Crede que lhe será tido em conta esse sentimento de humildade. Doravante, deixou o caminho de expiação para entrar no de reabilitação; por vossas preces podeis sustentá-lo, e fazê-lo caminhar mais firme e mais seguro.
QUESTÕES PROPOSTAS PARA ESTUDO
1. Mesmo não se ligando ao médium por nenhum laço de parentesco ou de conhecimento, por que esse Espírito se manifestou por meio dele e não de um membro de sua própria família?
2. Por que, mesmo depois da morte do corpo físico, ainda sentia todas as angústias pelas quais passou no momento do desencarne?
3. Por que era necessário que Ferdinan tivesse um desencarne tão violento, sendo ele honrado nesta existência? Explique.
Conclusão:
1. Porque os Espíritos não encontram em qualquer um as condições fluídicas necessárias a esse efeito. Na perturbação em que estava, não tinha a liberdade de escolha; foi conduzido instintiva e atrativamente para o médium, dotado de uma aptidão especial para as comunicações espontâneas desse gênero. Pressentia também que ali encontraria uma simpatia particular, como já havia encontrado em circunstâncias semelhantes.
Sua família, estranha ao Espiritismo, talvez antipática para essa crença, não acolheria a sua revelação como poderia fazê-lo esse médium.

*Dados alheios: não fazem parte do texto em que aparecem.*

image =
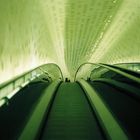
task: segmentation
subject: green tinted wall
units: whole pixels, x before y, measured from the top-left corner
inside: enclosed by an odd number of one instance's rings
[[[140,0],[0,0],[0,83],[43,63],[140,61]]]

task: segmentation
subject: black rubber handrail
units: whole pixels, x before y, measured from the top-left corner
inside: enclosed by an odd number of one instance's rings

2. Ele ainda não se dava conta de sua situação. Acreditava que ainda estava vivo, lutando contra as ondas e, todavia, fala de seu corpo como se estivesse separado dele; chama por socorro e diz que não quer morrer, e um instante depois fala da causa de sua morte, que reconhece ser um castigo. Tudo isso indica a confusão de idéias que, quase sempre, se segue às mortes violentas.
3. Segundo o próprio Ferdinand: “Numa precedente existência, fiz meter num saco várias vítimas e lançar ao mar...”.

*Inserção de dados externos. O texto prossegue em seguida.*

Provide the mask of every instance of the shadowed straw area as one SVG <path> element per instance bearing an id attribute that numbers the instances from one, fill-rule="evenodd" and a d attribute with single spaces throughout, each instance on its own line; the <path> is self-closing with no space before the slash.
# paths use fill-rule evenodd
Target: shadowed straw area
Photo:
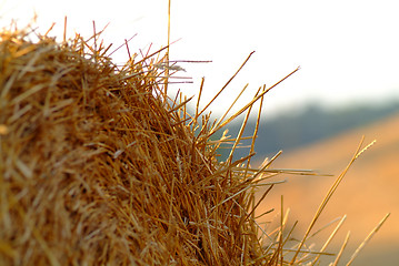
<path id="1" fill-rule="evenodd" d="M 108 48 L 88 44 L 97 35 L 0 38 L 1 265 L 262 256 L 253 221 L 241 218 L 248 183 L 221 171 L 216 149 L 164 100 L 153 57 L 119 69 Z"/>

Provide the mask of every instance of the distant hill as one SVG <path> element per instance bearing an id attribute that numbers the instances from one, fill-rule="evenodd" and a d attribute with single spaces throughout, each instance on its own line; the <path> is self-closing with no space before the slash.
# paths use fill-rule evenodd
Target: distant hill
<path id="1" fill-rule="evenodd" d="M 280 198 L 283 195 L 285 207 L 291 209 L 290 221 L 299 221 L 293 235 L 301 237 L 327 191 L 349 163 L 361 136 L 366 135 L 363 146 L 376 139 L 376 144 L 351 166 L 316 228 L 347 214 L 345 226 L 338 234 L 338 242 L 335 242 L 329 250 L 338 252 L 338 245 L 342 244 L 347 232 L 351 231 L 348 252 L 345 254 L 345 259 L 348 259 L 348 256 L 353 253 L 369 232 L 390 212 L 391 215 L 387 223 L 360 253 L 353 265 L 399 265 L 398 132 L 399 113 L 343 131 L 333 137 L 318 141 L 311 145 L 282 153 L 271 168 L 318 170 L 321 173 L 333 174 L 333 176 L 281 175 L 273 177 L 273 181 L 287 178 L 288 183 L 277 185 L 271 190 L 260 204 L 258 214 L 270 208 L 279 209 Z M 259 195 L 261 193 L 260 191 Z M 278 217 L 276 213 L 278 211 L 263 216 L 263 221 L 259 222 Z M 332 227 L 327 231 L 331 233 Z M 323 239 L 327 239 L 326 235 L 325 237 Z M 320 235 L 316 238 L 319 239 Z M 323 263 L 322 265 L 328 264 Z"/>
<path id="2" fill-rule="evenodd" d="M 399 112 L 399 102 L 379 106 L 355 105 L 335 111 L 315 104 L 301 112 L 283 113 L 273 119 L 268 119 L 265 114 L 256 141 L 256 152 L 258 156 L 263 157 L 271 156 L 280 150 L 289 152 L 340 132 L 382 120 L 396 112 Z M 240 126 L 240 121 L 228 125 L 229 135 L 236 136 Z M 250 121 L 245 135 L 252 135 L 253 126 L 255 121 Z M 242 145 L 248 143 L 249 141 L 243 142 Z M 236 157 L 245 155 L 248 155 L 248 149 L 236 152 Z"/>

Sua existência que acabara de deixar foi honrada: era amado e estimado por todos. Foi o fruto do seu arrependimento e das boas resoluções que tomou antes de retornar à Terra, onde quis ser humano tanto quanto foi cruel. O devotamento, do qual deu provas, era uma reparação, mas lhe era necessário resgatar faltas passadas por uma última expiação, a da morte cruel que sofreu. Ele mesmo quis se purificar sofrendo as torturas que fizera outros sofrerem. Uma idéia o perseguia: o lamento de ver que o consideravam como um mártir. Esse sentimento de humildade lhe será levado em conta. Agora, deixou o caminho da expiação para entrar no da reabilitação.